This novel could also be called Grim Men Who Smoke and Talk Like Parrots because these guys are completely devoid of humor (the occasional “jokes” they make are greeted with all the delight of witnessing a stillbirth), smoke relentlessly (but always thoughtfully blowing the smoke away from the non-smokers) and go about their daily lives with jaws set tight, all the better to clench their cigarettes.

The author abruptly chooses to refer to Sean, the aforementioned son, as simply “the boy” partway through the story and at first I thought it was meant to be a metaphor for how the guy was simply not growing into a man. Indeed, by the time he is 18 he is still making foolish, impulsive decisions that imperil his safety. But then he suddenly becomes Sean again in one scene, then reverts back to “the boy” and eventually to Sean yet again, so instead of a metaphor the whole thing ends up feeling more like a continuity error.

And while Johnston does write elegant, if occasionally overwrought, prose when describing the mountain scenery or the bleakness of a small town or a farm scoured by the weather, the dialogue spoken by nearly every character goes well beyond literary license (that whole “people don’t talk like this in real life, but real life talk in a novel would be awful” thing) to the point of absurdity and worse, utter predictability.
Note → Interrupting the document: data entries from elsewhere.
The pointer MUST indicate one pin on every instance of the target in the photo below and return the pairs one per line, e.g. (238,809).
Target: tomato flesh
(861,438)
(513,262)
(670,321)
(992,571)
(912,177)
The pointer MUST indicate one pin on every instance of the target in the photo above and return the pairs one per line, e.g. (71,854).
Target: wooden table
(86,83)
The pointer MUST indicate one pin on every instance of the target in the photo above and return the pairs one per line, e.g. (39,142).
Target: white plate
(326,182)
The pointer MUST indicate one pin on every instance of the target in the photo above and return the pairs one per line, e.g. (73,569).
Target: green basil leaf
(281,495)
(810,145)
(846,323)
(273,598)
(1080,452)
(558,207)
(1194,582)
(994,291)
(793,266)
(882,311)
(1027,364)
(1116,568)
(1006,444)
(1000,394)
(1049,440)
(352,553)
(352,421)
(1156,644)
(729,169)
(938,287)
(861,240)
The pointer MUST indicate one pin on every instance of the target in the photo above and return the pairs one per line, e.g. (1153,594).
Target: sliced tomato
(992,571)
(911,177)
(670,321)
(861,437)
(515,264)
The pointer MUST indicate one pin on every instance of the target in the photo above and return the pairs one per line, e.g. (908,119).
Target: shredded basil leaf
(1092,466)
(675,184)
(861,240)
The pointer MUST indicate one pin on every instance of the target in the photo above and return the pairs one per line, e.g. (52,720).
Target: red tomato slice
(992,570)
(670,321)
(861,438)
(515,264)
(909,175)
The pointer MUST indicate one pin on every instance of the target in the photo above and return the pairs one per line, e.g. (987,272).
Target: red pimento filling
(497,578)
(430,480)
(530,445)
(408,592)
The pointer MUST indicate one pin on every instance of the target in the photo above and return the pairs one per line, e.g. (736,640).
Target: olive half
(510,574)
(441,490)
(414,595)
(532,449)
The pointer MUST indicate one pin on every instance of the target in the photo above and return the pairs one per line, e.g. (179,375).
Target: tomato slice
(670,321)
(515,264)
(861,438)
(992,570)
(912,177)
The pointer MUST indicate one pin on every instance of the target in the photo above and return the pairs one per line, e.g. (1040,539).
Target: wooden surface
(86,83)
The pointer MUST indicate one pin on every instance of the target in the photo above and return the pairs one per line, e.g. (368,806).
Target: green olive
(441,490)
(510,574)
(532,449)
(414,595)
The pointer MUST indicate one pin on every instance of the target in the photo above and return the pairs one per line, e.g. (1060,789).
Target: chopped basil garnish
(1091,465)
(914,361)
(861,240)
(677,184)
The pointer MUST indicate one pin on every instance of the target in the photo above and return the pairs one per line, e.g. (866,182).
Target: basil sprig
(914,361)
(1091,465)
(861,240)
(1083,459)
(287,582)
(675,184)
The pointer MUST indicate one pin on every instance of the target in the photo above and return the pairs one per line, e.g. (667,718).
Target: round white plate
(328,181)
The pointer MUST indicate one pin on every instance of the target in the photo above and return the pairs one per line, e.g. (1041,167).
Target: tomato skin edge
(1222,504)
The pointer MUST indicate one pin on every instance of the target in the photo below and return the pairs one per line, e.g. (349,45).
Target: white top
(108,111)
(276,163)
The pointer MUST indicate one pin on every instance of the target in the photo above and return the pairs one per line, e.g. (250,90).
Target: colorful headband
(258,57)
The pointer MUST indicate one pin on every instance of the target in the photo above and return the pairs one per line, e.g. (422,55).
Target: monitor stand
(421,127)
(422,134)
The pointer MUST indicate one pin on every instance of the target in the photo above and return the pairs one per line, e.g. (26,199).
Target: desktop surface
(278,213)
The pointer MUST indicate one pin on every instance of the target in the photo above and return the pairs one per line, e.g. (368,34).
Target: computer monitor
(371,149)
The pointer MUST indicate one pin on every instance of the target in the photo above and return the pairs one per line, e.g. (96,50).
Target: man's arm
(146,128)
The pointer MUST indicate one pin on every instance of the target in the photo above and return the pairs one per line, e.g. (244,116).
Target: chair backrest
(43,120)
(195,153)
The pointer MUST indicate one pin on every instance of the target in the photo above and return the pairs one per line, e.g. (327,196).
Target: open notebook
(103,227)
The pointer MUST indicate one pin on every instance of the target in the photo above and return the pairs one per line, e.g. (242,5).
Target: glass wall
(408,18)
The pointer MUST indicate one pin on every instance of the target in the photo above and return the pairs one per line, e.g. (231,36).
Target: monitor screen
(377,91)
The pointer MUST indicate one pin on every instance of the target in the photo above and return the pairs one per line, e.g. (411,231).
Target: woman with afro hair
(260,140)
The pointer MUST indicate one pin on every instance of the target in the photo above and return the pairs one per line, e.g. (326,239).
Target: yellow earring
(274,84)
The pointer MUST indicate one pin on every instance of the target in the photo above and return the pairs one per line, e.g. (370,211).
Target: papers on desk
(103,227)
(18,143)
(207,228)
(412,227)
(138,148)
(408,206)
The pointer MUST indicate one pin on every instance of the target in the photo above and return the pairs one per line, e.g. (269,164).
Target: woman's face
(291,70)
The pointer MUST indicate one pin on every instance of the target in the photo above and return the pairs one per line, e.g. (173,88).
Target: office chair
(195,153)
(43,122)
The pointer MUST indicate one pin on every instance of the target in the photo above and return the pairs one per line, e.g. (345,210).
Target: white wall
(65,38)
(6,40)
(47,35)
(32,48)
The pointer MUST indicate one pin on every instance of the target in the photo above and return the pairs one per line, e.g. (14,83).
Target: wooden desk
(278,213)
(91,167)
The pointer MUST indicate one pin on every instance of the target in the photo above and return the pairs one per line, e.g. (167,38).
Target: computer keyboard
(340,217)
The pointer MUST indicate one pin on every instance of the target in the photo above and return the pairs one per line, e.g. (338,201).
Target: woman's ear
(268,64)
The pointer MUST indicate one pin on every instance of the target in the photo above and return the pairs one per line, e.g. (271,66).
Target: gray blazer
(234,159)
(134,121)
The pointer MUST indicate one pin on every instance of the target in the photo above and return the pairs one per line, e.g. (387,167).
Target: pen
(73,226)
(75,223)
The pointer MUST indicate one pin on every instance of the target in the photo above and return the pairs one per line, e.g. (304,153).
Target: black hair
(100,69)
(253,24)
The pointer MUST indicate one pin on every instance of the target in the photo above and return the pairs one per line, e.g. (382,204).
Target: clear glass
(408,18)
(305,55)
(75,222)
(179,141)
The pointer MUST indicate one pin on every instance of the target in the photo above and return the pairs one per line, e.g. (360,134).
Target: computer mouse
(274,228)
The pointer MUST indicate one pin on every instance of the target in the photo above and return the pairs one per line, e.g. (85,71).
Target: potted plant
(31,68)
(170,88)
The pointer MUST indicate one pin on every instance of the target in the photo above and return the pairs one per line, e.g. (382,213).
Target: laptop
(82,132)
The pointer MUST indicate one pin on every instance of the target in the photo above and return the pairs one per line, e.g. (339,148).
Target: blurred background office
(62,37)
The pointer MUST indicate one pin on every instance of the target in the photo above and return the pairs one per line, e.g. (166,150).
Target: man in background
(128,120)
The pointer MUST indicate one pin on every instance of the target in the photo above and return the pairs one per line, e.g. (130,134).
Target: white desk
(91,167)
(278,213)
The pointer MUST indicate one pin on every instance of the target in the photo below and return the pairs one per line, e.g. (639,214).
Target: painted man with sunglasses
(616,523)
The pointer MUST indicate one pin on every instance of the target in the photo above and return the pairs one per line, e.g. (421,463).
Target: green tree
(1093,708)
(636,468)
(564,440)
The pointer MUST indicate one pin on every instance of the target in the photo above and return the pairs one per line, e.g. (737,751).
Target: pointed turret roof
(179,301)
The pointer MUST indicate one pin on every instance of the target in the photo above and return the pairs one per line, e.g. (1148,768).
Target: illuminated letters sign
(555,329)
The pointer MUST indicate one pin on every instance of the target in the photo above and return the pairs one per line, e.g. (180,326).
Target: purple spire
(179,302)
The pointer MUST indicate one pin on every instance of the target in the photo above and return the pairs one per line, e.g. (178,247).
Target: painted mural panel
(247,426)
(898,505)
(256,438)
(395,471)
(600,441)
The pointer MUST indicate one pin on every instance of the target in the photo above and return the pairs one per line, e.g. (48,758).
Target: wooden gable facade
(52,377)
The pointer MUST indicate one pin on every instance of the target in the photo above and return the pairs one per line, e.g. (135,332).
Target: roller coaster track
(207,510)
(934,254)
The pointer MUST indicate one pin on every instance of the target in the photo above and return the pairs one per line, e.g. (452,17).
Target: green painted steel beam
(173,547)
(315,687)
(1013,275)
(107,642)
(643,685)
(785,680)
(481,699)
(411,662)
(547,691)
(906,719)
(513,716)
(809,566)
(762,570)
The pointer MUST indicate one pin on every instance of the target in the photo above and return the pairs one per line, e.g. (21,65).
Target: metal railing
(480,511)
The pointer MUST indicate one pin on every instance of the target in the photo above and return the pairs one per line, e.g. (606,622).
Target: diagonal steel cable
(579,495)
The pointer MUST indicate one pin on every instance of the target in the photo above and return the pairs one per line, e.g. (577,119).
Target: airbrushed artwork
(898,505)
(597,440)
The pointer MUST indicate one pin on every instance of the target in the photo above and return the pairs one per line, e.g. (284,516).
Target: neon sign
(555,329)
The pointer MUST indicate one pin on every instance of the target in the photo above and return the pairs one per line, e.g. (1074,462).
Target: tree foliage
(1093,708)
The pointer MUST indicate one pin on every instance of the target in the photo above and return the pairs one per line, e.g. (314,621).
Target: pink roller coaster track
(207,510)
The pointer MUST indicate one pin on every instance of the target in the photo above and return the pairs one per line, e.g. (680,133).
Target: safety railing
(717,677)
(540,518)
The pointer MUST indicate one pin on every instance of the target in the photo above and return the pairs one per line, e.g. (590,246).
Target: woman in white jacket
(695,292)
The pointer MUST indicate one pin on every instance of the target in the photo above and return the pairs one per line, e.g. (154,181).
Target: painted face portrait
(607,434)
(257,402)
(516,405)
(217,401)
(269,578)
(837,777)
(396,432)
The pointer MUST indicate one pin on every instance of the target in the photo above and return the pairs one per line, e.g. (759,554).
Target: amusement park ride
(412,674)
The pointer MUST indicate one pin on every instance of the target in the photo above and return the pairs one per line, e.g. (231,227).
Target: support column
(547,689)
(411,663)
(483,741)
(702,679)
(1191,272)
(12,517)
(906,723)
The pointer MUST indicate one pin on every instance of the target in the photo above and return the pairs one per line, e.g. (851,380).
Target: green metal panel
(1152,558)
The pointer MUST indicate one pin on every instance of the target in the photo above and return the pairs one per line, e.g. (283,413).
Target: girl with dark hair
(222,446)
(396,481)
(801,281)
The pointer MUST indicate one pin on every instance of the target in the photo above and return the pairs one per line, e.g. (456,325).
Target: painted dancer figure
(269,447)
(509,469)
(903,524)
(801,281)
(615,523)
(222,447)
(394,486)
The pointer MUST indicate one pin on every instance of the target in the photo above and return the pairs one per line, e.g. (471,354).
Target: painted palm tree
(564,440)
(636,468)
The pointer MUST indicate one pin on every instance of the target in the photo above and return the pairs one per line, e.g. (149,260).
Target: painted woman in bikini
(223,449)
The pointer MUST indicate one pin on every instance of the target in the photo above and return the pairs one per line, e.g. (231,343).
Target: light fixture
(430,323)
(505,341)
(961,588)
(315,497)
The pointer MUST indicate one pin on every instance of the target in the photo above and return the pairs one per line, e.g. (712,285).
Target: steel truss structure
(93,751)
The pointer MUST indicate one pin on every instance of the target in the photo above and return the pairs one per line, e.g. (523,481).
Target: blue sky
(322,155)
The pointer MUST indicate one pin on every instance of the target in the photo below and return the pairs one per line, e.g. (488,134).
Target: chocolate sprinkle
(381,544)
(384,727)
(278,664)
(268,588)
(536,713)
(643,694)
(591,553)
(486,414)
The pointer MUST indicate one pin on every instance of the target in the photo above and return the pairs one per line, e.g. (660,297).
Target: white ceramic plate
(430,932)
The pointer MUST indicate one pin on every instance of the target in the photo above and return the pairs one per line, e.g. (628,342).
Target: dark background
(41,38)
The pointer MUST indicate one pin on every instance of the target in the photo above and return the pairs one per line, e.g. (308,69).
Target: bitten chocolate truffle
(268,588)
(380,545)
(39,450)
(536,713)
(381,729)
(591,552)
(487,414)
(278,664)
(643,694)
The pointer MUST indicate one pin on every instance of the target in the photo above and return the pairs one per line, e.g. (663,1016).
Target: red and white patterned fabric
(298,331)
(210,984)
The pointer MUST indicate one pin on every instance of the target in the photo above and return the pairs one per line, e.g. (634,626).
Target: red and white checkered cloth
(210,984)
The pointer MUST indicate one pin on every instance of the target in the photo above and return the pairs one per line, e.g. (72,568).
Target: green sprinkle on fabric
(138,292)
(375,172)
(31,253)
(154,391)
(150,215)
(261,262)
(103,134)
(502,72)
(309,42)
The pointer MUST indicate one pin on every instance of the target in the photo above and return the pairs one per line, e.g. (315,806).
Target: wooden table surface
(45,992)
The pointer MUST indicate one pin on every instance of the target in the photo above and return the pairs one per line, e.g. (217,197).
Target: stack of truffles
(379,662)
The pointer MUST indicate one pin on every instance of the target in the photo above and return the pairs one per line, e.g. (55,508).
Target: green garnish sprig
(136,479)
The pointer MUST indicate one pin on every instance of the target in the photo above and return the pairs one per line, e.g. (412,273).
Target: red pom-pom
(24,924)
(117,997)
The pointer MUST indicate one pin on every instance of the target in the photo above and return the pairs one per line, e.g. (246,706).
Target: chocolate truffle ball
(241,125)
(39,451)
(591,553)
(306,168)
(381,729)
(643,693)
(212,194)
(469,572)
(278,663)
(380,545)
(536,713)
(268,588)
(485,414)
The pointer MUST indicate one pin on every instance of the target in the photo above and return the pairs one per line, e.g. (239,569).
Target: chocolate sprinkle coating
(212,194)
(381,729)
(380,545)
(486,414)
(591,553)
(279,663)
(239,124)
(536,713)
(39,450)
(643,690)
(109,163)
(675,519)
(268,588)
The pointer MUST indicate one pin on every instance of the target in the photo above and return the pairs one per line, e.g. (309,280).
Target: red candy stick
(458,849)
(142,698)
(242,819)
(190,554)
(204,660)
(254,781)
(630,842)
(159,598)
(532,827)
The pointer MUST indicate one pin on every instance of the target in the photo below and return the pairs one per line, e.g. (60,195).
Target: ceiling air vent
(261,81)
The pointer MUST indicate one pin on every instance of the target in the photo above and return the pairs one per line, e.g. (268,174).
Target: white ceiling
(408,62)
It almost starts to feel like self-parody.

An example exchange might go like this:

“I thought of something about life.”
“You thought of something about life?”
“Yeah.”
They both drew deep on their cigarettes, exhaling into the wind.

Or:

“There’s four ways to skin a cat.”
“What are they?”
“What?”
“What are the four ways to skin a cat?”
He lit a cigarette and blew the smoke off to the side. “I’m not sure, really. I thought I knew.”

Or:

“That horse looks like it’s going to buck that man.”
“That horse looks like it’s going to buck that man?”
“I think so. I don’t know.” He lit another cigarette, tossing the stub of the last one on top of the other two hundred piled around his feet.

Also, while the men are off finding themselves on long, rambling road trips and getting into fights and drinking and smoking, the women in the story–few as they are–exist only as props and scenery and victims. The mother checks out early and returns only at the end, to no real effect, just another prop for the men to work with. The daughter, Caitlin, has some actual spark, but is kidnapped early and subjected to misery thereafter (there’s a pun there for people who have read a certain King novel of the same name).

Overall, I found the whole thing a bit shapeless. I’m all for a good family drama (the suspense here is definitely not the draw) but the characters aren’t that compelling, mainly because of the incredibly small set of emotions each has. They are so detached and wooden–even when supposedly acting out in passion–that you come to expect woodpeckers to alight on their heads and start going to town.

I suppose if you find the idea of watching the slow-motion lives of incredibly dour men play out while some out-of-left-field set of coincidences actually lead to the story wrapping up, you might find interest in this. I can’t say I regret reading Descent, exactly, but it was a ponderous thing.